China will build a base for police in Tajikistan near the Afghan border, a Tajik official said Thursday, amid concerns from both countries about the Taliban’s ability to keep a lid on extremist groups.
The base points to deepening security cooperation between impoverished Tajikistan and China, which is reported to maintain another base in the southeast of the ex-Soviet country.
A parliamentary spokesman told AFP that Tajikistan’s lower house had approved the plan to build the base in the Ishkashim district of the mountainous Gorno-Badakhshan province.
“All construction is funded by the Chinese side. After construction, the base will be transferred to the Tajik (police),” the spokesman, who did not provide his name, told AFP by telephone.
He said China was providing $8.5 million (7.3 million euros) in assistance for the base.
Asked about reports of the base, China’s foreign ministry spokesman Wang Wenbin told reporters: “I am not aware of the situation you mentioned.”

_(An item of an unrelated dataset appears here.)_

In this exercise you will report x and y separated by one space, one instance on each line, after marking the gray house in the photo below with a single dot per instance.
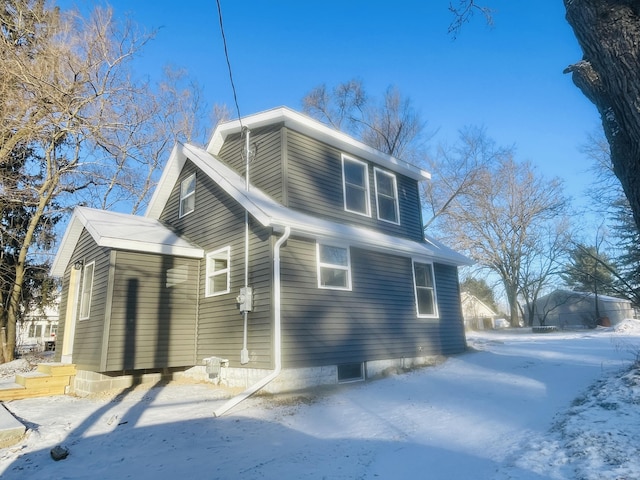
306 264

China has looked to build friendly relations with the Taliban following their takeover of Afghanistan, but has called on the group to crack down on Muslim-minority Uyghur separatists looking to infiltrate its sensitive border region of Xinjiang.
While other Central Asian nations have established working ties with the new regime in Afghanistan, Tajikistan has railed against the hardliners and eschewed direct talks.
The republic’s authoritarian leader Emomali Rakhmon expressed alarm about what he called “terrorist groups” positioned at points along its more than 1,300-kilometer (810-mile) border with the country.
The groups Rakhmon referred to are believed to count former and current Tajik nationals among their members.
Tajikistan, a country of 9.5 million, has received financial assistance from both China and the United States to build and reinforce its border posts and hosts a major Russian military base.
China is also reported to maintain a joint military facility with Tajikistan in Gorno-Badakhshan, which borders Xinjiang.
Beijing has said nothing about the reported outpost, which the International Crisis Group said in 2018 pointed to China’s “growing security presence” in former Soviet Central Asia.